Das mit den Kindern geht bei uns bereits ab 8 Jahren (Jugendfischereischein) eigene Angel und Begleitung eines Erwachsenen Fischereischeininhabers (18+). Unter 8 und geistig behindert nur mit der Rute vom Fischereischeininhaber und kein Landen der Fische.
Erwachsene dürfen somit generell nicht bzw erst wenn das mit der Verordnung klar geht.
Ist sicher schade denn ein Schnupperangeln wäre manchmal ganz gut.
Mal sehen was unser Ministerium da so zusammenzaubert.


----------



## novus (7. Dezember 2009)

*AW: Jemanden ohne Angelschein mitnehmen?*

In NRW ganz klar VERBOTEN. Auch schon vor 25 Jahren!

Gruß


----------



## Berlinerstar (7. Dezember 2009)

*AW: Jemanden ohne Angelschein mitnehmen?*

Bei uns in Berlin leider auch Verboten, hab letztens meinen Schein Gemacht. Vorher war ich bis 1995 mit dem Jugendfischereischein unterwegs. Danach hab ich bis jetzt nicht mehr geangelt.Aber vor meinem Jugendfischereischein hab ick Schwarz geangelt, erst nur mit sehne dan nen Stock und dan kam meine erste Rute.


----------



## bigkmi (7. Dezember 2009)

*AW: Jemanden ohne Angelschein mitnehmen?*

Ich denke es kommt mal wieder darauf an, wie man das Ganze aufzieht. Bei uns hat niemand etwas dagegen, wenn jemand im Rahemn seiner Fischereierlaubnis einem Anfänger das Angeln zeigt. Dann aber bitte nur zeigen und beaufsichtigen ohne selbst zu angeln. Aber der Mensch neigt ja zu übertreibungen. Ich habe eine Erlaubnis für 3 Ruten mit denen ich fische und mein "Helfer" "Anfänger" hat dann noch eine zum Üben. Das gibt dann böses Blut. Sicherlich kann auch der Verein hilfreich sein. Im Rahmen von Schnupperkursen bieten unsere Jugendleiter im Sommer angeln für Anfänger an. Dann sind aber genug Betreuer am Wasser, dass die Kreatur Fisch auch sauber versorgt wird. tunlichst sollte man auch vermeiden, was bei anderen Neid auslöst. Wenn der Anfänger ein paar Weissfische stippt lernt er den Umgang genau so wie beim Fischen auf Edelfisch. Fängt der Anfänger aber ohne Schein einem anderen einen Edelfisch weg ist das Gezanke vorprogrammiert. Ich denke wenn sich alles im Rahmen hält ist das ganze kein Problem. Wenn der jenige aber so weit ist, selber zu angeln, spricht auch nichts dagegen, die Prüfung zu machen.

TL
bigkmi


----------



## leopard_afrika (7. Dezember 2009)

*AW: Jemanden ohne Angelschein mitnehmen?*

schönen gruß ins benachbarte thüringen, schaut euch die tourischeinregel in den anderen ländern an, nur mit nachweis des ständigen wohnsitzes außerhalb in diesem fall dann thüringens. das bringt euch thüringern also herzlich wenig, außer geld ins landessäckel. aber begrüßen kann ich es trotzdem nur im sinne der bürokratieaufweichung.


----------



## bean760 (7. Dezember 2009)

*AW: Jemanden ohne Angelschein mitnehmen?*

...ist leider nicht so leicht zu sagen da es ja leider von Bundesland zu Bundesland beachtliche unterschiede gibt,in Berlin darf ich meinen Sohn glaube bis acht mitgangeln lassen.

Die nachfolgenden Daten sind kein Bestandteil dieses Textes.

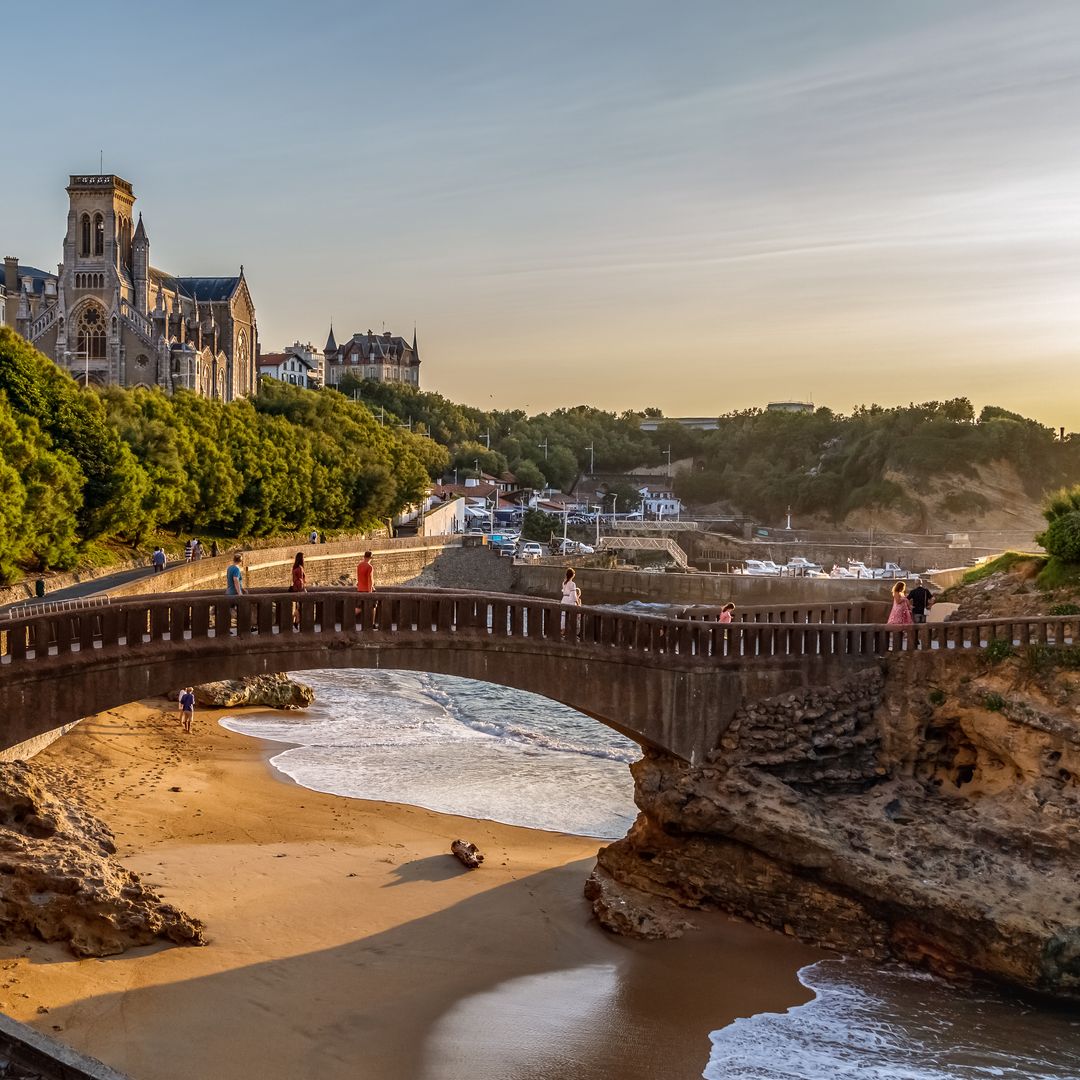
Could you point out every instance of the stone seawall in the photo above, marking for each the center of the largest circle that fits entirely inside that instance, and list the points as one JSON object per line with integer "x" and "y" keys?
{"x": 623, "y": 586}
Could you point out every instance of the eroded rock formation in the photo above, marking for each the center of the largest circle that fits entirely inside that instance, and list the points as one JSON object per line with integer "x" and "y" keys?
{"x": 59, "y": 880}
{"x": 271, "y": 691}
{"x": 925, "y": 810}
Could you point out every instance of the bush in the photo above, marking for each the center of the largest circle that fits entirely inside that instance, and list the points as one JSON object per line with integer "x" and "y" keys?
{"x": 1065, "y": 609}
{"x": 1062, "y": 537}
{"x": 1006, "y": 562}
{"x": 1057, "y": 574}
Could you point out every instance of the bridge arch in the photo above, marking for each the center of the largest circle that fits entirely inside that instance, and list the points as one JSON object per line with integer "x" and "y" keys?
{"x": 671, "y": 684}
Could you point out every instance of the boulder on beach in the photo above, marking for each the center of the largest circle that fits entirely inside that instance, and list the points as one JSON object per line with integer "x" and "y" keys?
{"x": 270, "y": 691}
{"x": 62, "y": 882}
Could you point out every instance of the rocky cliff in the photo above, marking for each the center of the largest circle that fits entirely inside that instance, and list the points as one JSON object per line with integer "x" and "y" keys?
{"x": 926, "y": 810}
{"x": 59, "y": 880}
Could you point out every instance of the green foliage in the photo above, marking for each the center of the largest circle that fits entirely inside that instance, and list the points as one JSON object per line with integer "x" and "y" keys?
{"x": 822, "y": 462}
{"x": 1057, "y": 574}
{"x": 997, "y": 651}
{"x": 1062, "y": 537}
{"x": 80, "y": 467}
{"x": 1065, "y": 609}
{"x": 1004, "y": 562}
{"x": 1036, "y": 658}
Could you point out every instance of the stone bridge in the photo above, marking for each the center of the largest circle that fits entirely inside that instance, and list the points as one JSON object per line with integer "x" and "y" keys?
{"x": 671, "y": 683}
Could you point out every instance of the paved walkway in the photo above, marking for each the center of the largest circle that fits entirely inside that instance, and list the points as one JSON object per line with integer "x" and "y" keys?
{"x": 93, "y": 586}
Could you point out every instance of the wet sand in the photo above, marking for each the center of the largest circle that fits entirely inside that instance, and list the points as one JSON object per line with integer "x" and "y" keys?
{"x": 346, "y": 942}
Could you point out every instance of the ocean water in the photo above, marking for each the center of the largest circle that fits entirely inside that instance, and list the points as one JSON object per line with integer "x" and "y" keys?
{"x": 457, "y": 746}
{"x": 871, "y": 1024}
{"x": 481, "y": 751}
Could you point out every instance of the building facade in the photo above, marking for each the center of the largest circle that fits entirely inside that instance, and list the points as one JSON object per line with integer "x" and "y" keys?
{"x": 111, "y": 319}
{"x": 292, "y": 367}
{"x": 381, "y": 356}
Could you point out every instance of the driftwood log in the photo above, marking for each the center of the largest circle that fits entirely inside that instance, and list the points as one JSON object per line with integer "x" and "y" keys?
{"x": 468, "y": 853}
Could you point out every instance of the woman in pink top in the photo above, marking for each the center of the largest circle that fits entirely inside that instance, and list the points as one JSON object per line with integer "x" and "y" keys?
{"x": 901, "y": 613}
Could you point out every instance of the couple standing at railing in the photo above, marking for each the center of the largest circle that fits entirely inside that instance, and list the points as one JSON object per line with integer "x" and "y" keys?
{"x": 909, "y": 607}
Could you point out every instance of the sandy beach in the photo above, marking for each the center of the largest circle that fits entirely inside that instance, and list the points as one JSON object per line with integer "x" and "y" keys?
{"x": 346, "y": 942}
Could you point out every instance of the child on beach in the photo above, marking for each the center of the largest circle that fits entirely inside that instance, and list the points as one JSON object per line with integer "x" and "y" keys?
{"x": 187, "y": 709}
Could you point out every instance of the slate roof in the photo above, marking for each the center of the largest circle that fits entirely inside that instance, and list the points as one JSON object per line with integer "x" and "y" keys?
{"x": 208, "y": 288}
{"x": 38, "y": 277}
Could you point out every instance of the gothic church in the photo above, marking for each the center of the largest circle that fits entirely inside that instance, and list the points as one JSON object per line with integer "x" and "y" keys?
{"x": 111, "y": 319}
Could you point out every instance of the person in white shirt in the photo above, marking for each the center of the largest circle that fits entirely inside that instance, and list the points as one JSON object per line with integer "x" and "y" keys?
{"x": 571, "y": 597}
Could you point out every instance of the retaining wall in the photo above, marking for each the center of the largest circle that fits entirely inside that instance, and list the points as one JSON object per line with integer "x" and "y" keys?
{"x": 622, "y": 586}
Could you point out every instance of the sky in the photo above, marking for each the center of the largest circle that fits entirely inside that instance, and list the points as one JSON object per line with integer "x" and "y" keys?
{"x": 696, "y": 206}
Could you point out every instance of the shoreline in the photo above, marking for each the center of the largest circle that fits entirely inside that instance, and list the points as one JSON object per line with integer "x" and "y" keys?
{"x": 346, "y": 941}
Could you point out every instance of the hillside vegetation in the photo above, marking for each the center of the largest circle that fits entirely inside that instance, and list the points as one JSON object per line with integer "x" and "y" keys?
{"x": 929, "y": 467}
{"x": 78, "y": 467}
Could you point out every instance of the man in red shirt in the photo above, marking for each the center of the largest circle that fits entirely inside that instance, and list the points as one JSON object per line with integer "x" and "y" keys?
{"x": 365, "y": 575}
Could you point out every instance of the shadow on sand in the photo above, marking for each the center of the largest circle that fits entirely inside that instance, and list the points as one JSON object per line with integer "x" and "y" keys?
{"x": 514, "y": 982}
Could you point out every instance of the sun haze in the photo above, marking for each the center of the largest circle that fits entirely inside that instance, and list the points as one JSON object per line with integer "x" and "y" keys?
{"x": 699, "y": 206}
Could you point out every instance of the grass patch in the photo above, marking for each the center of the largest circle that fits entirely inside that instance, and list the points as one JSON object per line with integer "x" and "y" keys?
{"x": 1058, "y": 575}
{"x": 998, "y": 650}
{"x": 1006, "y": 562}
{"x": 1036, "y": 658}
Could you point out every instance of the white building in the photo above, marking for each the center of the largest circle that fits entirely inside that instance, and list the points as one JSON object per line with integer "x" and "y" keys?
{"x": 292, "y": 367}
{"x": 661, "y": 504}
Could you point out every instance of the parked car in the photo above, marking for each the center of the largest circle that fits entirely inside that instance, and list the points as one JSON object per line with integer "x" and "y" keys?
{"x": 759, "y": 567}
{"x": 892, "y": 570}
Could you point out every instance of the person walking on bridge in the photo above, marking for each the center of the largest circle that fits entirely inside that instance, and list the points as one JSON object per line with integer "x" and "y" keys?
{"x": 365, "y": 582}
{"x": 299, "y": 584}
{"x": 901, "y": 613}
{"x": 365, "y": 575}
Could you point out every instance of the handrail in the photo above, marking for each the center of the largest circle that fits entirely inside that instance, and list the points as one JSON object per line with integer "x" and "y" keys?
{"x": 423, "y": 617}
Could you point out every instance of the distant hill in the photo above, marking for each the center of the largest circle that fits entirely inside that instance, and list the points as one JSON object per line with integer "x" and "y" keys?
{"x": 934, "y": 468}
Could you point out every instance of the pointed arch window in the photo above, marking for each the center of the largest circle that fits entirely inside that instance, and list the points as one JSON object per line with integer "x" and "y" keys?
{"x": 91, "y": 336}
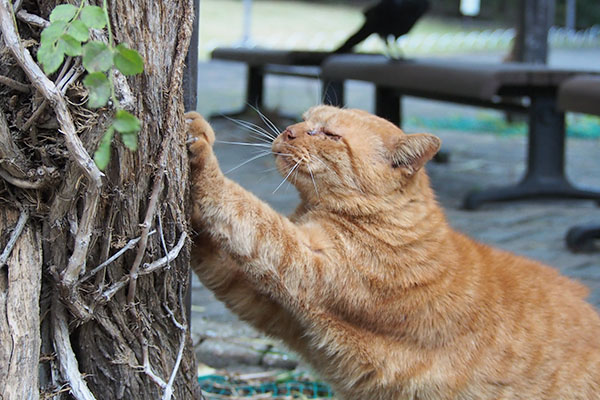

Mein Rat ruf beim DAV an da wir Dir geholfen,finden eigentlich immer eine Lösung z.b.Eintritt in einen Verein und dann kann man an die Angelei heran geführt werden.


----------



## Big Man (8. Dezember 2009)

*AW: Jemanden ohne Angelschein mitnehmen?*



leopard_afrika schrieb:


> schönen gruß ins benachbarte thüringen, schaut euch die tourischeinregel in den anderen ländern an, nur mit nachweis des ständigen wohnsitzes außerhalb in diesem fall dann thüringens. das bringt euch thüringern also herzlich wenig, außer geld ins landessäckel. aber begrüßen kann ich es trotzdem nur im sinne der bürokratieaufweichung.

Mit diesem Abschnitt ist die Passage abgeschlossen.